Data Warehousing

Overview

Teaching: 45 min
Exercises: 15 min
Questions
  • What is a datawarehouse?

  • How can I leverage relational databases for reporting and BI?

  • How can I use python to populate a datawarehouse for Tableau?

Objectives
  • Model real world situations with a schema

  • Identify facts and dimensions within a datawarehouse.

We saw in the previous lesson that a database can be used to store structured, tabular data. The collection of tables, their structures and constraints is sometimes referred to as a database schema.

What is a Data Warehouse?

Design Overview: Facts and Dimensions

A datawarehouse is made up of two types of tables. Facts represent a single measurement. A measurement is simply a value without a context. In datawarehousing, these are referred to as “Facts”.

*Facts* refer to individual measurements without a context.
*Dimensions* refer to pieces of context that give meaning to a *Fact*.

ETL : Extract Transform Load

Extract Transform Load refers to the process of taking many sources of data, and loading them to a common database. A single ETL Process will take a source and load it into one or more targets.
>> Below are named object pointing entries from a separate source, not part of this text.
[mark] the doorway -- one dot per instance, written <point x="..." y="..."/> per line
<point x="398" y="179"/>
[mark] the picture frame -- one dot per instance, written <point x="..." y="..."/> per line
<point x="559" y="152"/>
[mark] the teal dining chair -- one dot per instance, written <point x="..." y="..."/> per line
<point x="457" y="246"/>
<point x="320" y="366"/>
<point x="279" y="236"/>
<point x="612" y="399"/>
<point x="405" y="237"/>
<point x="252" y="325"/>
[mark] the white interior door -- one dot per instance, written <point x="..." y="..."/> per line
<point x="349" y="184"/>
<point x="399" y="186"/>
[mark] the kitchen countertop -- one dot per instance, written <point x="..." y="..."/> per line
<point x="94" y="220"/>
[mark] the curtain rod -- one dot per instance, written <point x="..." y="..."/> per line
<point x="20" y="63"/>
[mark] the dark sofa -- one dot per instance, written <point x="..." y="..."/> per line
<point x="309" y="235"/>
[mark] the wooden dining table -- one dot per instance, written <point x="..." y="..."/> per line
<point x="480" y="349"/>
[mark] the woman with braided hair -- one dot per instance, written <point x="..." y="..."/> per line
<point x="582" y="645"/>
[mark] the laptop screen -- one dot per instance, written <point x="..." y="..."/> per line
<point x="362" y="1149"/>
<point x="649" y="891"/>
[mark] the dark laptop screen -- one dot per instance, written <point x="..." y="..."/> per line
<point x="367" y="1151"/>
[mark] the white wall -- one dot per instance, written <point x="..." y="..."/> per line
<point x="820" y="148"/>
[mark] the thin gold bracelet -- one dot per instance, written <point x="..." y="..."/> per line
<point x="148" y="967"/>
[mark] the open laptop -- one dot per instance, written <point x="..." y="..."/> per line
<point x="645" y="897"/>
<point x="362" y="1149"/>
Data Integration and Aggregation

After loading data, it may be important to derive or aggregate additional results. This is known as data integration.

Reporting and BI

Tools such as BI are meant to read data from a datawarehouse and create visualization.

Creating an ETL Process

Break out gapminder dataset into two tables: GDP by year, and a country/continent table.

Key Points

  • Data warehouses are designed to facilitate reporting.

  • Business intelligence tools are built to use data warehouse.

  • A data warehouse is built by an ETL process, and a data integration process.